I’ve no excuse, no specific connection with this week’s Torah portion, for writing about elephants, except perhaps that the twelve spies sent out by Moses were terrified by the giants they saw in the land, though there is no mention of the latter possessing trunks. Or, perhaps, that in Perek Shirah, the mediaeval tract which ascribes a song to every creature, the elephant chants ‘How great are your works, O God’, a verse which, incorporated into the daily prayers, is a constant reminder to love and not destroy God’s world.

Francoise Malby-Anthony is a cosmopolitan Parisienne with a good job in the city who gives it all up after falling in love with Lawrence, a South African, to join him in creating a wildlife reserve for elephants, rhinos and their orphaned babies, Thula Thula, an oasis of safety amidst the horrors of poaching.. When Lawrence suddenly dies, she has no choice but to rise to the challenge and manage the place on her own. She is sustained by her deep love for the animals and their evident recognition of her.

After the scattering of her husband’s ashes, Francoise returns home sore at heart to find the whole herd of elephants gathered by the fence surrounding her homestead. There they stand, a natural minyan, a loving, loyal quorum, in quiet solidarity. On the first anniversary of his death, the elephants gather there again. How they know the date is a mystery belonging to a domain of intuitive knowledge we humans may never fathom.

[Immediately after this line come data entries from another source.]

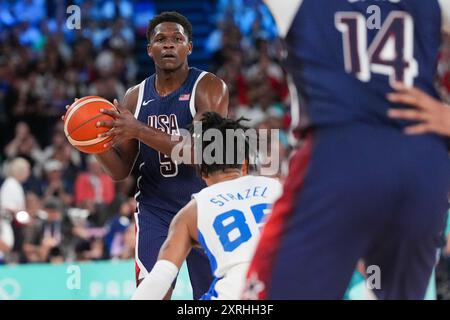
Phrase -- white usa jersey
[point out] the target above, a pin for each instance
(230, 216)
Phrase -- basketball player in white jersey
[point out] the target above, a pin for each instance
(225, 219)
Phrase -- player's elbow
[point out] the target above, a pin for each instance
(118, 176)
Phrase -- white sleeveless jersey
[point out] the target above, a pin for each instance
(230, 216)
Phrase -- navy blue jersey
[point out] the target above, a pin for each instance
(345, 55)
(163, 185)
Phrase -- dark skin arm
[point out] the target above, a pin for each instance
(433, 116)
(182, 235)
(212, 95)
(119, 160)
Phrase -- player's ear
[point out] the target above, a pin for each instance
(245, 168)
(149, 50)
(191, 47)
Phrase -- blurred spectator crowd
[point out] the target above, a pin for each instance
(57, 204)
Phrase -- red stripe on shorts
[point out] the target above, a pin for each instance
(260, 270)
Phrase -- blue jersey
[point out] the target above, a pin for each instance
(344, 56)
(163, 185)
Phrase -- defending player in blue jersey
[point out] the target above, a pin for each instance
(224, 219)
(150, 113)
(359, 187)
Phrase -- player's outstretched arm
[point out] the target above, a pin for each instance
(119, 160)
(433, 115)
(180, 240)
(211, 95)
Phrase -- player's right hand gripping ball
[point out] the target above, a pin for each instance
(80, 124)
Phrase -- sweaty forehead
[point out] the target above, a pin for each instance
(168, 27)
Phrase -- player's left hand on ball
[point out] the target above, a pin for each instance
(123, 127)
(433, 115)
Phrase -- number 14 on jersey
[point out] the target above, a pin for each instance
(390, 53)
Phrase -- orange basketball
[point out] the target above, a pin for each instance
(80, 124)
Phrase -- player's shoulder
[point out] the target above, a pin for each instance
(265, 180)
(131, 97)
(210, 81)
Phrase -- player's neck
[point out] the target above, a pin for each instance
(167, 81)
(222, 177)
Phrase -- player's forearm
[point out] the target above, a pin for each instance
(116, 163)
(158, 140)
(156, 284)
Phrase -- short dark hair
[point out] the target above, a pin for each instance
(169, 16)
(213, 120)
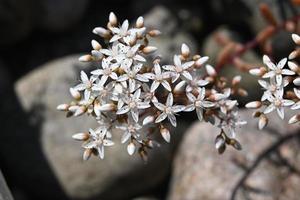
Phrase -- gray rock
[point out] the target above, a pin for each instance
(58, 15)
(119, 175)
(4, 191)
(169, 43)
(16, 18)
(200, 173)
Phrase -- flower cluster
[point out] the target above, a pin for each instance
(276, 94)
(131, 92)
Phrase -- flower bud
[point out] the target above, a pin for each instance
(87, 154)
(154, 33)
(140, 22)
(81, 136)
(149, 49)
(185, 50)
(131, 148)
(254, 104)
(85, 58)
(62, 107)
(102, 32)
(165, 133)
(96, 46)
(113, 19)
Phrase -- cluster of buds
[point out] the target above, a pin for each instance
(276, 94)
(132, 91)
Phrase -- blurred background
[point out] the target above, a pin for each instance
(40, 42)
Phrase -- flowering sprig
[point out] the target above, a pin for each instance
(131, 92)
(276, 96)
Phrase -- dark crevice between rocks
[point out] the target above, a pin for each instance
(22, 161)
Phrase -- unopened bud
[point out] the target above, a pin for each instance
(113, 19)
(149, 49)
(85, 58)
(253, 104)
(81, 136)
(154, 33)
(87, 154)
(185, 50)
(140, 22)
(96, 46)
(102, 32)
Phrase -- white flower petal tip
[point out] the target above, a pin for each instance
(75, 94)
(253, 104)
(148, 120)
(165, 133)
(113, 20)
(102, 32)
(185, 50)
(294, 119)
(297, 81)
(293, 66)
(62, 107)
(87, 154)
(262, 122)
(131, 148)
(140, 22)
(199, 62)
(81, 136)
(96, 46)
(296, 38)
(210, 70)
(154, 33)
(85, 58)
(149, 49)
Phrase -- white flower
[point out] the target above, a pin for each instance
(116, 52)
(98, 141)
(169, 110)
(85, 85)
(278, 103)
(134, 103)
(198, 103)
(231, 121)
(159, 78)
(120, 32)
(131, 129)
(132, 76)
(107, 71)
(276, 70)
(180, 69)
(296, 106)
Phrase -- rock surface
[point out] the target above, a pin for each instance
(4, 191)
(200, 173)
(119, 175)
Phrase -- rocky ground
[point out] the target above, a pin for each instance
(38, 63)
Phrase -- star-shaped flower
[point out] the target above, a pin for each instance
(134, 103)
(158, 78)
(198, 103)
(85, 85)
(278, 103)
(179, 69)
(107, 71)
(276, 70)
(169, 110)
(98, 141)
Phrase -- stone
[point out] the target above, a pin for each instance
(5, 194)
(200, 173)
(59, 15)
(16, 20)
(170, 41)
(49, 150)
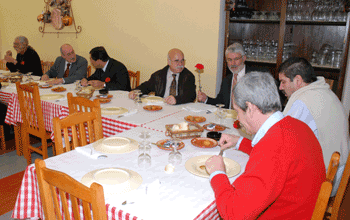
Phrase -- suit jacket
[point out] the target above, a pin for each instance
(28, 62)
(224, 95)
(118, 74)
(186, 91)
(77, 70)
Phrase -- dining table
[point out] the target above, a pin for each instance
(178, 193)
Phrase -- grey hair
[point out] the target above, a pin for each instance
(235, 48)
(22, 40)
(258, 88)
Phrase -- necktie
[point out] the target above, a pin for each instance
(173, 86)
(66, 73)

The orphaned babies, rhinos and elephants, need bottles, blankets and, above all, love. They too experience post-traumatic stress. One baby rhino who saw his mothered slaughtered, suffers a terrible setback when he himself is shot. He recovers from the flesh-wound, but only physically, not emotionally. A carer has to sit with him for many days to prevent him from ending his life by submerging his head in a lake to drown his anguished heart.

They never abandon them, Francoise writes, describing how the elephants take orphaned infants into the herd. Hillel’s words ‘zil gmor – go learn,’ come to mind.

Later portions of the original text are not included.